There's even MORE to the Big Lake area!
Not to be confused with that other “big lake” just outside of the city, City Park’s Big Lake has been one of the Park’s most popular recreational attractions. The lake is surrounded by 25 acres filled with art installations, wildlife and wetlands, paths for walking, jogging and biking, the New Orleans Museum of Art and much, much more!
Parking is available on Lelong Avenue and in a lot on the north side of Big Lake on Friedrichs Avenue.
The Singing Oak
City Park’s Singing Oak is one of the many unexpected delights visitors stumble upon when exploring the park. This large oak tree, which sits adjacent to Big Lake near the intersection of Wisner and Lelong in the John S. McIlhenny Meadow, is strung with a set of wind chimes that ring a pentatonic (five notes per octave) scale. This musical art installation was designed by artist Jim Hart, and is proof positive that there’s always music in the air in New Orleans! Fun fact: one of the chimes in the Singing Oak is 14-feet long.
See City Park from a new perspective! Spend a lazy afternoon floating with the ducks, swans and geese on the park’s historic bayous and lagoons. Click here for details.
Explore City Park on two wheels!
City Park’s four miles of bike paths take riders from Bayou St. John to Lake Pontchartrain. Plus there are trails around Big Lake (3/4 of a mile) and the Festival Grounds (1 mile).
No bike? No problem. Bikes can be rented from the City Park Boat House on Big Lake. Take s troll with a friend on a tandum bike. Have fun on a surrey bike with a canopy.
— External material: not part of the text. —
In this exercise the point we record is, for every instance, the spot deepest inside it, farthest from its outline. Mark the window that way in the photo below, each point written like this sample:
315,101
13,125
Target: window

Click here for details.
Wheel Fun Rentals provides both our bikes and boats for rental.
This painted aluminum sculpture by New Orleans artist Wayne Amedee is dedicated to the countless individuals who helped rebuild the city following Hurricane Katrina. The red and green aluminum structure is located along the jogging path to the right of City Park’s main entrance.
New Orleans Museum of Art
The New Orleans Museum of Art celebrated its 100th anniversary in 2011 and is the city’s oldest fine arts institution. The museum sits just steps away from Big Lake and is home to a permanent collection of 40,000 objects ranging from French and American art to photography, glass and Japanese exhibits. Don't miss the the five-acre Sydney and Walda Besthoff Sculpture Garden holds more than 60 sculptures collectively valued at $25 million. It's located just to the left of the entrance to NOMA. Fun Fact: Just to the left of the sculpture garden is the famous Dueling Oak.
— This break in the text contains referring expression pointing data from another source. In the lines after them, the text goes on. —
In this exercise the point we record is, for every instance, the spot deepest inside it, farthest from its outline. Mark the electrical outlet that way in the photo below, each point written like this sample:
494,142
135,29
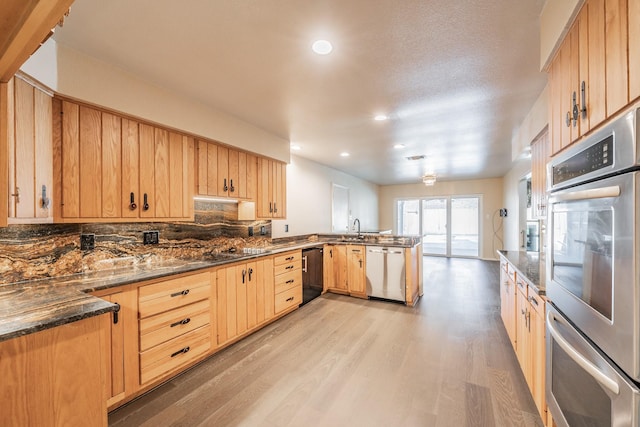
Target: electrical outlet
150,237
87,242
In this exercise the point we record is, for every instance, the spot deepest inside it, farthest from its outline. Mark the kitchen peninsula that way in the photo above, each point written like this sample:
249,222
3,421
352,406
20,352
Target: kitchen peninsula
157,319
At every turn, you’ll find something to love around Big Lake: rare and native birds, including brown pelicans and the Park’s waddling gaggles of ducks and swans; the Pump House; the lake’s fountain, which shoots water 40 feet into the air; the Louisiana Trail dotted with trees representing our state’s seven distinct tree regions. The lake is divided by the Enrique Alferez bridge, and the tranquil, smaller section of the lake – a popular spot for picnickers and the park’s geese – flows into the Besthoff Sculpture Garden. Our advice? Take your time, explore all of the nooks and crannies around Big Lake, and come back for more as often as you like!
The Trust for Public Land, in partnership with City Park, developed this trail and meadow to commemorate the indomitable spirit of the residents of Greater New Orleans for their resilience and commitment to rebuilding their homes and neighborhoods after Hurricane Katrina. We believe parks and open spaces are essential elements that support vibrant, thriving communities, and we believe growing City Park is key to a healthy New Orleans.